Ohio: 10 GW on a Former Uranium Site
In March 2026, SoftBank announced a $500 billion data center campus in Piketon, Ohio, on a former uranium enrichment complex covering 3,700 acres. Phase 1 targets 800 MW; full buildout reaches 10 GW. A new 9.2 GW natural gas plant - a $33 billion project in its own right - will power the campus. Commerce Secretary Howard Lutnick described it as "the largest construction project in the country."
The contrast with France is stark. Ohio runs on new gas infrastructure; France runs on existing nuclear. Son made no attempt to reconcile the carbon logic when both announcements were made within weeks of each other - and nobody on the Versailles stage seemed to ask. US hyperscalers are making similar pledges on energy use, with comparably fuzzy timelines.
OpenAI Stake and the Supply Chain Question
SoftBank holds an 11% stake in OpenAI - over $60 billion committed - and is simultaneously an investor in and a customer of the company whose models need compute to run. The French data centers, if completed on schedule, would give SoftBank something OpenAI currently lacks: first-party compute infrastructure in Europe at a scale comparable to what US hyperscalers have built domestically.
That matters for regulatory reasons as much as commercial ones. The EU's AI Act and several member states' data residency rules create friction for US-domiciled compute. A SoftBank-owned 5 GW cluster in France would be a structurally different offering than routing European inference through Virginia or Oregon. Mistral's 830-MW Paris data center push reflects the same logic at a much smaller scale. Whether SoftBank's capacity serves its Vision Fund portfolio, OpenAI's European customers, or third-party cloud clients hasn't been specified.
Hyperscale server infrastructure - SoftBank's French sites would dwarf anything currently operating in Europe.
Source: wikimedia.org
What the Numbers Don't Tell You
€75 billion is the upper bound of a phased commitment, not a guarantee. Real estate acquisition, grid permitting, equipment procurement, and construction at this scale takes years under ideal conditions - and conditions rarely stay ideal.
The Hauts-de-France sites need EDF grid connections that EDF itself must approve and build. At 5 GW, SoftBank is asking the French grid operator to provision power equivalent to five large nuclear reactors. That's not a paperwork exercise.
SoftBank's balance sheet has genuine firepower: the group's annual net profit recently quadrupled to over $32 billion, mostly on AI-related investment gains. The company isn't bluffing on capacity to spend. But the SoftBank-linked Japan AI alliance announced earlier this year offers a comparison case - investment commitments tend to be firm in their intent and flexible in their execution timelines.
Previous Choose France Summit announcements from other technology companies have had mixed delivery records. Some delivered infrastructure on schedule. Others quietly reduced scope when interest rates moved or permitting stalled. The SoftBank commitment is the largest any investor has made at a single summit, by a wide margin.

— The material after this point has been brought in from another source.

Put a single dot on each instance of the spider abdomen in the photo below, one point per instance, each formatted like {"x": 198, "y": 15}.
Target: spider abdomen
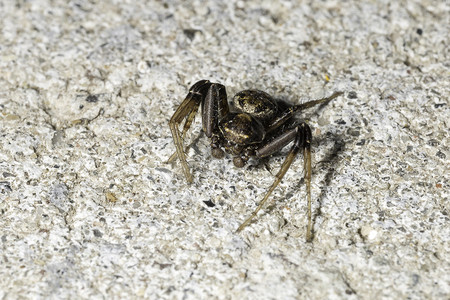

The most concrete fact in the announcement is the partner list. Schneider Electric doesn't build robotized manufacturing plants for promises. EDF doesn't sign site agreements for press releases. Those are operational commitments, not diplomacy. The question is whether 3.1 GW of French capacity exists by 2031 - or whether Hauts-de-France joins a long list of announced data center expansions that took an extra five years to close the gap between ribbon-cutting and compute online.